金牌一出,頃刻間光芒大放,耀眼的金光刺的中年人不由得橫手擋在了眼前,透過指縫,中年人終於看清了金牌上雕鐫的兩個大字:使者!下方還雕鐫著兩個小字:丹閣。
中年人心中頓時大駭,他怎麽也沒想到眼前這個神秘的黑袍人竟然持有象征丹閣使者的牌子,而且還是金牌。他如果沒記錯的話,他記得丹閣有兩種使者牌子,一個是藍色使者牌,藍色使者牌是由丹閣的九大長老發布的,持牌者象征著丹閣的長老,可以自由調動丹閣在外的勢力。
當然,最厲害的丹閣使者牌還是金色使者牌,藍色使者牌隻是象征長老,而金色使者牌則是象征丹閣的兩位閣主!金色使者牌由丹閣的閣主親自發布,丹閣之人見牌者就如見到閣主本人,持牌者不僅可以任意調動丹閣的勢力,而且任意斬殺低於長老的丹閣之人,可以自由進入丹閣總部,不受限製。
淩凡拿出金色使者牌,當真是讓中年人大吃一驚。
其實淩凡並不想拿出這個象征丹閣的使者之牌的,隻是他看得出來,中年人之所以把黑皮衣和雨霧罩給穀梵天,完全是因為懼怕穀梵天、他懼怕穀梵天的原因不外乎兩點,一是穀梵天實力很強,二是穀梵天的背景很強大。

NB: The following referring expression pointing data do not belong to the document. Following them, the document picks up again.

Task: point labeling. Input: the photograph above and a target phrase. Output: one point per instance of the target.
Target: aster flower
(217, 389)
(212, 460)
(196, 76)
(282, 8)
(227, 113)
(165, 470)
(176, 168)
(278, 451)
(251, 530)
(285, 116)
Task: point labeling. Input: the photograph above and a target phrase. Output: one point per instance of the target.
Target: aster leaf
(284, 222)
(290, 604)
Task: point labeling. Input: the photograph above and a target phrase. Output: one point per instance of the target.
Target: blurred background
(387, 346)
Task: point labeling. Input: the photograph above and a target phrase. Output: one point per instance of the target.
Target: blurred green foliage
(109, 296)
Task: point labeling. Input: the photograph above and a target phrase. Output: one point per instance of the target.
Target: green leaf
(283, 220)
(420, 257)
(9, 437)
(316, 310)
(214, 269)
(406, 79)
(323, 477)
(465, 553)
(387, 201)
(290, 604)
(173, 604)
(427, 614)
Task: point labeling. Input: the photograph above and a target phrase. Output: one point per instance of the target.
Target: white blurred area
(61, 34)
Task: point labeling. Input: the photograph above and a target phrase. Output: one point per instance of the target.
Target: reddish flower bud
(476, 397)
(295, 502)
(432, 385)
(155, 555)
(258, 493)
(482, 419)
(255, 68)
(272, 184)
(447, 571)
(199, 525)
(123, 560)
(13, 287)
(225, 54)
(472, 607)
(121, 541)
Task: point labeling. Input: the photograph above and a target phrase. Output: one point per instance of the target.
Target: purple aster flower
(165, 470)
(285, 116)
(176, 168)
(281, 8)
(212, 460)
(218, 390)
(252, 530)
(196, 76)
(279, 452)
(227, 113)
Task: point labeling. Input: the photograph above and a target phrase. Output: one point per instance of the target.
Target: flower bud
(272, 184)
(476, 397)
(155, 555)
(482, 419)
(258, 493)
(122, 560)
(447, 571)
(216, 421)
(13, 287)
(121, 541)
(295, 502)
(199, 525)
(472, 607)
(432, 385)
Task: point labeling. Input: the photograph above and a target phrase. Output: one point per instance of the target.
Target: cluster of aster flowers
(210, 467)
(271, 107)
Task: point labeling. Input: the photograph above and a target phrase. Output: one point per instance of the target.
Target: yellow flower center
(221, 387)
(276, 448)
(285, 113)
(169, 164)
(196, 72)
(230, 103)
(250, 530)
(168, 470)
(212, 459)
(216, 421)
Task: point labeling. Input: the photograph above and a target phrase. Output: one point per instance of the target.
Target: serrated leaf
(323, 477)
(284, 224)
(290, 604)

淩凡自忖實力不比穀梵天弱,問題肯定是出在背景上,他從中年人的表情就看出來了,穀梵天肯定是大宗們的人。
所以淩凡才會把金牌拿出來,在這種情況下,講道理是沒用的,他也不想主動動手,因此也隻有靠身份才能震懾住人了。
“丹•••丹閣的金色使者牌,傳聞中象征兩位閣主的牌子•••”中年人驚駭的聲音都震顫起來,他擦了擦額頭不停往外冒的冷汗,他今天真是倒了八輩子黴了,本以為穀梵天已經是大瘟神,卻沒想到,還有一尊更大的瘟神也在這裏。